Even so, when Hillaire returned to school the following Tuesday—determined to keep her life as normal as possible—it was amid whispers that she “didn’t look like a girl who’d been raped.” “He could have any girl he wanted,” one commenter wrote of Bolton on a local blog. “He didn’t need to rape no white girl.” Craig Soignet says the school told Hillaire to “keep a low profile,” and she spent more time at home than usual. She went to see a rape counselor weekly.

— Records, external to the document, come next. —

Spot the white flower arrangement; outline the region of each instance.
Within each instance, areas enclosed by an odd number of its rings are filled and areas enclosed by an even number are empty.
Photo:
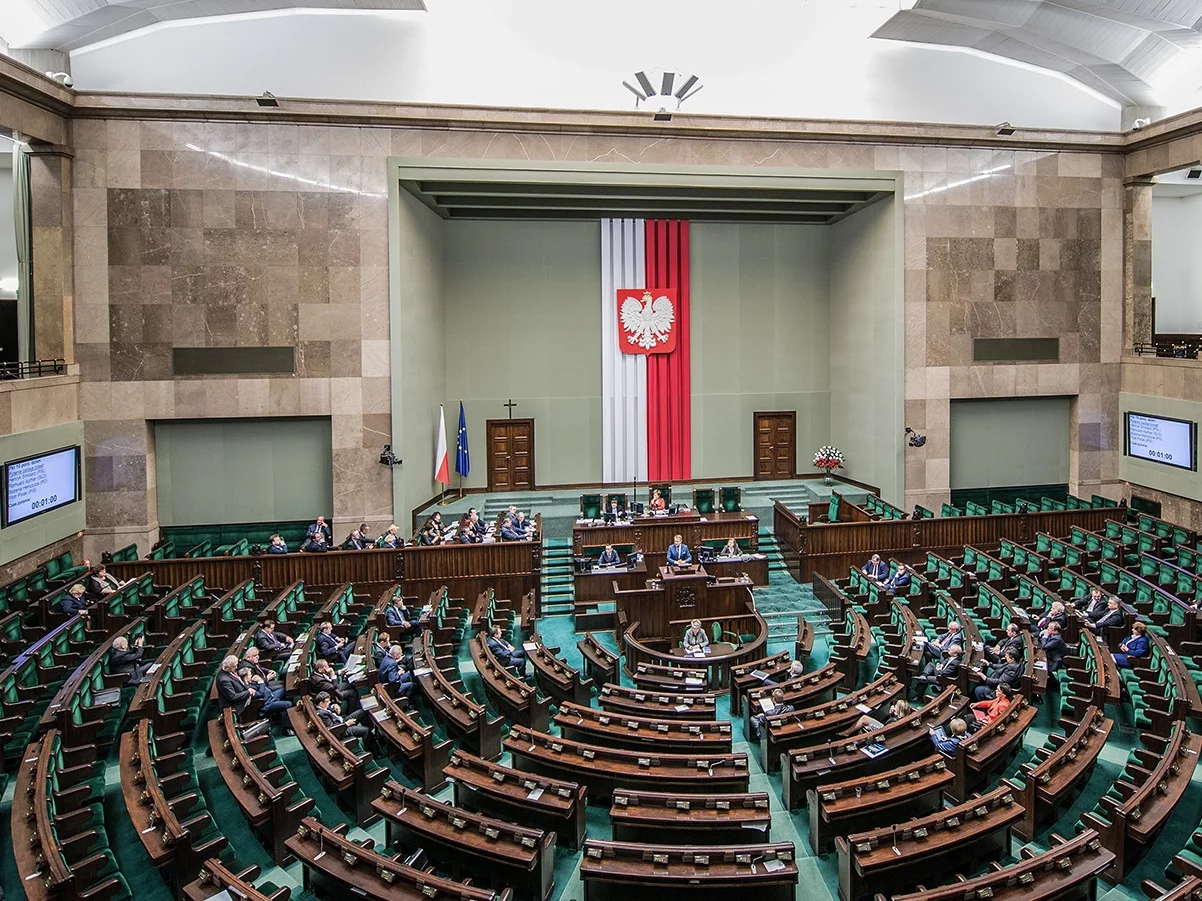
[[[833,445],[824,444],[814,454],[814,468],[823,469],[827,473],[830,473],[832,470],[842,469],[843,452]]]

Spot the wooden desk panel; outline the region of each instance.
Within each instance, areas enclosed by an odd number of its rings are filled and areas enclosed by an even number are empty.
[[[576,604],[612,601],[615,582],[623,591],[646,587],[647,564],[640,561],[634,569],[625,566],[605,566],[594,568],[592,572],[576,573]]]
[[[747,541],[752,552],[759,550],[760,521],[750,513],[696,513],[675,516],[640,516],[628,524],[577,523],[572,529],[572,552],[580,555],[585,548],[607,544],[632,544],[644,554],[666,554],[673,538],[680,535],[693,556],[707,541],[738,538]]]

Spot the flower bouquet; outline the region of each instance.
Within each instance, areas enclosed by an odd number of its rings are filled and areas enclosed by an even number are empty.
[[[814,454],[814,468],[821,469],[825,474],[827,485],[831,484],[831,473],[843,468],[843,452],[830,444],[824,444]]]

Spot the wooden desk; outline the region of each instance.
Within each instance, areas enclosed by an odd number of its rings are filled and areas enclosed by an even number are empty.
[[[697,549],[707,541],[726,541],[728,538],[748,542],[752,553],[759,550],[760,521],[750,513],[678,513],[664,516],[636,516],[625,523],[608,525],[604,522],[577,522],[572,529],[572,552],[577,556],[585,548],[605,547],[607,544],[634,545],[635,549],[653,557],[668,553],[668,545],[680,535],[697,556]],[[658,565],[656,562],[655,565]]]
[[[590,839],[580,881],[584,901],[646,898],[755,897],[792,901],[797,893],[793,843],[774,845],[644,845]],[[764,862],[781,866],[769,870]],[[757,863],[758,862],[758,863]]]
[[[768,793],[738,795],[677,795],[620,788],[609,810],[614,839],[672,844],[739,845],[754,837],[768,841],[772,814]]]
[[[647,582],[646,588],[615,592],[619,619],[642,623],[643,638],[667,639],[675,642],[676,623],[692,619],[710,620],[746,614],[753,606],[751,581],[719,579],[710,582],[702,566],[678,572],[666,566],[659,569],[659,578]],[[679,629],[683,634],[684,629]]]
[[[614,599],[614,585],[623,591],[643,588],[647,584],[647,563],[640,560],[634,567],[594,566],[589,572],[575,575],[575,600],[580,603],[599,603]]]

Under Texas law, a minor can’t legally consent to sex—nor can a person who is intoxicated. But for a jury to believe that, says David Barlow, the special prosecutor on the case, a woman “practically has to be unconscious.” According to police reports, Hillaire was sober enough to recount to officers what she said had happened, and Rakheem was within two years of her age. He would later tell the local press the whole thing was a big “misunderstanding.” He has not spoken publicly since then, and did not respond to requests for comment.

Craig Soignet and his attorney, Larry Watts, have sued—unsuccessfully—everyone they can: the school district, the cheer sponsor, the superintendent and school principal, alleging they violated Hillaire’s right to free speech by forcing her to cheer; the district attorney who first prosecuted the case, alleging he publicly discredited Hillaire when he told reporters that he “wasn’t surprised” when the grand jury did not indict; as well as Bolton and his teammate, Chris Rountree, who allegedly helped hold Hillaire down. Most recently, the Soignets filed a federal Title IX complaint with the U.S. Office of Civil Rights, claiming Silsbee school officials had created a hostile educational environment when they allowed the person Hillaire had accused of raping her to remain in school. It was deemed beyond the statute of limitations, but they are appealing.Soignet says it feels like his daughter was “raped, then raped again by the system.”

The only break, of sorts, for Hillaire’s family came this week, when a U.S. appeals court overturned part of a ruling that had ordered them to reimburse the school district for legal fees. Soignet and his lawyer are pressing on, with appeals.

In the meantime, the youths accused in the case will continue to see their names bandied about on the Internet as “rapists,” Hillaire’s younger sister, a junior, left Silsbee High School last year for another facility, because she too was being harassed on campus. The Soignets say once-friendly neighbors now avoid eye contact.

They’ve thought about moving; making a fresh start. But they also refuse to give up in this town where they have deep roots: Christena’s father was a city manager; her grandfather was a district judge. So they fight on—determined to remind people of a story everybody wants to forget.

“It’s sad, because it feels like there are people all over the world who can sympathize with us, but not in our own community,” says Craig, who wears a purple band around his wrist, in support of victims of sexual assault. “But if we can help one other girl, or one other father, it will all be worth it.”

The question is whether—in a town that regards sports as a religious experience—his quest will ever be seen as more than a minor-league nuisance.